Desempregada há quatro anos e separada do pai de Benedito desde dezembro do ano passado, Kika vive de favor na casa de uma acolhedora em Nova Iguaçu. Ela diz crer que o acesso à faculdade é o único caminho para conseguir melhorar de vida.

"Estudar é o único caminho. É uma porta para proporcionar um conforto para minha maternidade, para meu filho e para poder incentivar os talentos dele também. É uma forma de estar inserida no mercado de forma valorizada", afirma a estudante.

Ela ficou três meses estudando pelo celular, pois o computador da casa onde mora parou de funcionar em julho. A ajuda para seguir em frente veio de uma vizinha, que conseguiu um notebook emprestado para ela.

"É difícil conciliar a falta financeira, a falta de estrutura e ainda um filho. A demanda da maternidade é muito difícil. Não posso contar com uma creche e a falta desse suporte deixa uma lacuna muito intensa. Eu sei que estou em enorme desvantagem em relação a outros candidatos, mas é a única chance que tenho. Se não passar, tento de novo".

Vivendo basicamente com R$ 375 do Bolsa Família, Thais pediu isenção da taxa de inscrição no Enem deste ano.

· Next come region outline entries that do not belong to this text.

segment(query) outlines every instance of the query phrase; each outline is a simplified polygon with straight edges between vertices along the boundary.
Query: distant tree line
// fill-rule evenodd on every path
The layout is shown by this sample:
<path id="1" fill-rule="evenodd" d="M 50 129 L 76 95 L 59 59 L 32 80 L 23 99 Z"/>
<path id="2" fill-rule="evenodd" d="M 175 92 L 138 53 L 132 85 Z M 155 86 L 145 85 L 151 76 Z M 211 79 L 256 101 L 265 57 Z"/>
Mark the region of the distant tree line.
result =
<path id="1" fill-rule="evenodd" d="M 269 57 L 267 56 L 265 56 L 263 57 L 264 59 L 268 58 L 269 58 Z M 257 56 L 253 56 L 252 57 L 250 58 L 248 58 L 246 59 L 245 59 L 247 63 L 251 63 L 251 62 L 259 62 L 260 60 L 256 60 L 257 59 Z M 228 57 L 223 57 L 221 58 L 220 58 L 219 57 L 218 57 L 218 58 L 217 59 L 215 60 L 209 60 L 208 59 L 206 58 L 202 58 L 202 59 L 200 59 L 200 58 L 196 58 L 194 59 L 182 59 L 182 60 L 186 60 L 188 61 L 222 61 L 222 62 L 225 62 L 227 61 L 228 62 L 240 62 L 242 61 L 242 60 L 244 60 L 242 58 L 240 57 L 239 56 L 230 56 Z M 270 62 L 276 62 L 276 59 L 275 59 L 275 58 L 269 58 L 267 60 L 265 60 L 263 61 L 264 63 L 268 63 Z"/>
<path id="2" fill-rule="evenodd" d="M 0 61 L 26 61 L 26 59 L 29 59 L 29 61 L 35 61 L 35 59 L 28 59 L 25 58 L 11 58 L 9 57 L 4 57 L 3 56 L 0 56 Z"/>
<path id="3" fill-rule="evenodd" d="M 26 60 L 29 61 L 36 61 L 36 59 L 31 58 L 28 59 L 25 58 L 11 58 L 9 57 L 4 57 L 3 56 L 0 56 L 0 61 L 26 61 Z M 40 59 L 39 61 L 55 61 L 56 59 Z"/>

O Inep (Instituto Nacional de Estudos e Pesquisas Educacionais Anísio Teixeira), responsável pela organização do exame, negou o benefício à candidata, porque ela faltou às provas da edição passada, em janeiro.

Ela havia sido contemplada com o benefício em 2020, mas não compareceu com medo de se infectar e teve o pedido recusado. O jeito foi contar com a ajuda de um professor de Manaus.

Após efetuar o pagamento da taxa, de R$ 85 e que representa 24% da renda da estudante, o STF (Supremo Tribunal Federal) acabou determinando a reabertura do prazo de requerimento de isenção e desobrigou a necessidade de os candidatos apresentarem uma justificativa para ausência no exame de 2020.

"Acabei pagando a prova e agora estou me sentindo lesada pelo próprio governo. Não há nenhum caminho para eu pedir reembolso desse dinheiro", disse.

Ajudei uma amiga, mas o certo era ela ter a isenção. O Estado coloca empecilhos absurdos em um país com um dos maiores níveis de desigualdade. A ajuda por amizade acaba sendo uma política informal bastante comum de distribuição de renda."

Fabio Magalhães Candotti, professor de Thais

Ela se acostumou a driblar dificuldades. Como o dinheiro do Bolsa Família só dá para metade do mês, ela evita sair e compra alimentos com maior durabilidade.

Comunicativa, extrovertida e bem-humorada, Kika já trabalhou como soldadora, ambulante e garçonete, mas é como artista que mais se identifica.

Poeta marginal, já foi premiada em concurso de Slam, uma competição de poesia falada. Costuma abordar em seus textos principalmente temas como violência e racismo. Vai usar toda essa sua experiência com papel e caneta para alcançar uma boa nota na redação. "A redação abre portas, né? Indo bem nela já é um bom caminho andado."

Como mora sozinha, se for aprovada, precisa ainda conseguir uma creche para matricular o filho. "Eu vou dar meu jeito, eu sei que é difícil. Nem que eu me forme em mais tempo, mas em até seis anos quero concluir essa etapa", afirma.